Overwrites on erasure code pools with Kraken

Introduced for the first time in the Kraken release of Ceph as an experimental feature was the ability to allow partial overwrites on erasure-coded pools. Partial overwrite support allows RBD volumes to be created on erasure-coded pools, making better use of the raw capacity of the Ceph cluster.

In parity RAID, where a write request doesn't span the entire stripe, a read-modify-write operation is required. This is needed as the modified data chunks will mean the parity chunk is now incorrect. The RAID controller has to read all the current chunks in the stripe, modify them in memory, calculate the new parity chunk, and finally write this back out to the disk.

Ceph is also required to perform this read-modify-write operation, however the distributed model of Ceph increases the complexity of this operation. When the primary OSD for a PG receives a write request that will partially overwrite an existing object, it first works out which shards will not be fully modified by the request and contacts the relevant OSDs to request a copy of these shards. The primary OSD then combines these received shards with the new data and calculates the erasure shards. Finally, the modified shards are sent out to the respective OSDs to be committed. This entire operation needs to conform to the other consistency requirements Ceph enforces; this entails the use of temporary objects on the OSD, should a condition arise that Ceph needs to roll back a write operation.
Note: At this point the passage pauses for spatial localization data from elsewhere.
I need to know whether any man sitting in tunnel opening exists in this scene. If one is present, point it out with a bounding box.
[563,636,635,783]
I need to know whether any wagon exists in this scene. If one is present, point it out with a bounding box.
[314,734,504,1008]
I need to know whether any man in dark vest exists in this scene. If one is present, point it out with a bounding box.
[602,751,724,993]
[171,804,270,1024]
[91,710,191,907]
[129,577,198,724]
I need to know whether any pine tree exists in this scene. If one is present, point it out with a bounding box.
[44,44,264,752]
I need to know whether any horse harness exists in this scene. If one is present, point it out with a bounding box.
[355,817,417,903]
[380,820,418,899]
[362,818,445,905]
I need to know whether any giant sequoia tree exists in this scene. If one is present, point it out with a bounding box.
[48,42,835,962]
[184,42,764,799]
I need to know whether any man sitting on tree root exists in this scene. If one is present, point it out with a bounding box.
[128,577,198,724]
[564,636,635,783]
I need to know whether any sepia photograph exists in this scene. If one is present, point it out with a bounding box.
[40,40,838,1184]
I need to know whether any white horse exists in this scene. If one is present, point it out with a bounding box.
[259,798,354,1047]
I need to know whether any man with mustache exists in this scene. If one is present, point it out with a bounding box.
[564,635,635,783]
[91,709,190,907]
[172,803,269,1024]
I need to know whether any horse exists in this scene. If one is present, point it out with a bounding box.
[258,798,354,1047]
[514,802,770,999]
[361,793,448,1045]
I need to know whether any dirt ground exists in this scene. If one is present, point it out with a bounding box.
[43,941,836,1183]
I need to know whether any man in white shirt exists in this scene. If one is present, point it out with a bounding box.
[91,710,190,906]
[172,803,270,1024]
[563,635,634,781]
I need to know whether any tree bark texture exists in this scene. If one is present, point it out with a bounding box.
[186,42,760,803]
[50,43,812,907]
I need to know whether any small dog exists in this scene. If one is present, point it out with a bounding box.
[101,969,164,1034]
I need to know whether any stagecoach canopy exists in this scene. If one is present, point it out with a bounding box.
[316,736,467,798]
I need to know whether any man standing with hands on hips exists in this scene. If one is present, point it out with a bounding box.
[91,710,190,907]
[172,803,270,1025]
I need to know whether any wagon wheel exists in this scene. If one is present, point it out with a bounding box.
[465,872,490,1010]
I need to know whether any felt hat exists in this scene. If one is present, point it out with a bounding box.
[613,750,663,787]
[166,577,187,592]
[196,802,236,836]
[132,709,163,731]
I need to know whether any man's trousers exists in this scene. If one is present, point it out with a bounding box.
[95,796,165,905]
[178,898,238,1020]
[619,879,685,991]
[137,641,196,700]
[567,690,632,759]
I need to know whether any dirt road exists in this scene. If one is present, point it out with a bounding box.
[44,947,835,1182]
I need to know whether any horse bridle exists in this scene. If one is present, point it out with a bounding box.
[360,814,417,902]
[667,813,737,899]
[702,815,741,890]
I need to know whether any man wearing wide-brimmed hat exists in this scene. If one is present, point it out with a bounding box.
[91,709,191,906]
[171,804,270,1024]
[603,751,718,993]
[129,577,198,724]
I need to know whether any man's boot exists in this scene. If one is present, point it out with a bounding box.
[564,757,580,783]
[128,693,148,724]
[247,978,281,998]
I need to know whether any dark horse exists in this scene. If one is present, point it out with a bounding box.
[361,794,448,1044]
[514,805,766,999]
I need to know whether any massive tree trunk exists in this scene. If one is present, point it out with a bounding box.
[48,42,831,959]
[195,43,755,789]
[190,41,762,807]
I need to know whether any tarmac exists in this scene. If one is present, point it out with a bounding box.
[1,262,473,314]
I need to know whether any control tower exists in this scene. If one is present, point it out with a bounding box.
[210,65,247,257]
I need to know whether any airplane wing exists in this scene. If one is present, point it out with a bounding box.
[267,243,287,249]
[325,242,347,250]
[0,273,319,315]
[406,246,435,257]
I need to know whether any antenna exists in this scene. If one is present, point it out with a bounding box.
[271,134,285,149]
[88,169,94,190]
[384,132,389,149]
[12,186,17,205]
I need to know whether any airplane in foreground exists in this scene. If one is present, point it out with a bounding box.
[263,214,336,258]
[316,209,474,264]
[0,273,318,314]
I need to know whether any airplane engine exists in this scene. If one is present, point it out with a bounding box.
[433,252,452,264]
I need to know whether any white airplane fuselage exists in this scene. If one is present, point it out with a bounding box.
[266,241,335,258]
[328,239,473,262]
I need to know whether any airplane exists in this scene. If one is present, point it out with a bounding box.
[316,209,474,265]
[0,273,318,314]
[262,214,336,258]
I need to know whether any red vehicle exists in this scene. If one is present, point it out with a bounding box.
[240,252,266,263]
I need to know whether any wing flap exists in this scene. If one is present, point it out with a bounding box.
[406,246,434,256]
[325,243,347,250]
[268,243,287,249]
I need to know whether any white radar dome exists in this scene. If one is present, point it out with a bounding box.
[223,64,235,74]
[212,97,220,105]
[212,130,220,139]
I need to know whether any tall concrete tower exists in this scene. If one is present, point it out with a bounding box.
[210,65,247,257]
This partial overwrite operation, as can be expected, has a performance impact. In general, the smaller the write I/Os, the greater the apparent impact. The performance impact is a result of the I/O path now being longer, requiring more disk I/Os, and extra network hops. However, it should be noted that due to the striping effect of erasure-coded pools, in the scenario where full stripe writes occur, performance will normally exceed that of a replication-based pool. This is simply down to there being less write amplification due to the effect of striping. If the performance of an erasure pool is not suitable, consider placing it behind a cache tier made up of a replicated pool.

Despite partial overwrite support coming to erasure-coded pools in Ceph, not every operation is supported. In order to store RBD data on an erasure-coded pool, a replicated pool is still required to hold key metadata about the RBD. This configuration is enabled by using the –data-pool option with the rbd utility. Partial overwrite is also not recommended to be used with filestore. Filestore lacks several features that partial overwrites on erasure-coded pools use; without these features, extremely poor performance is experienced.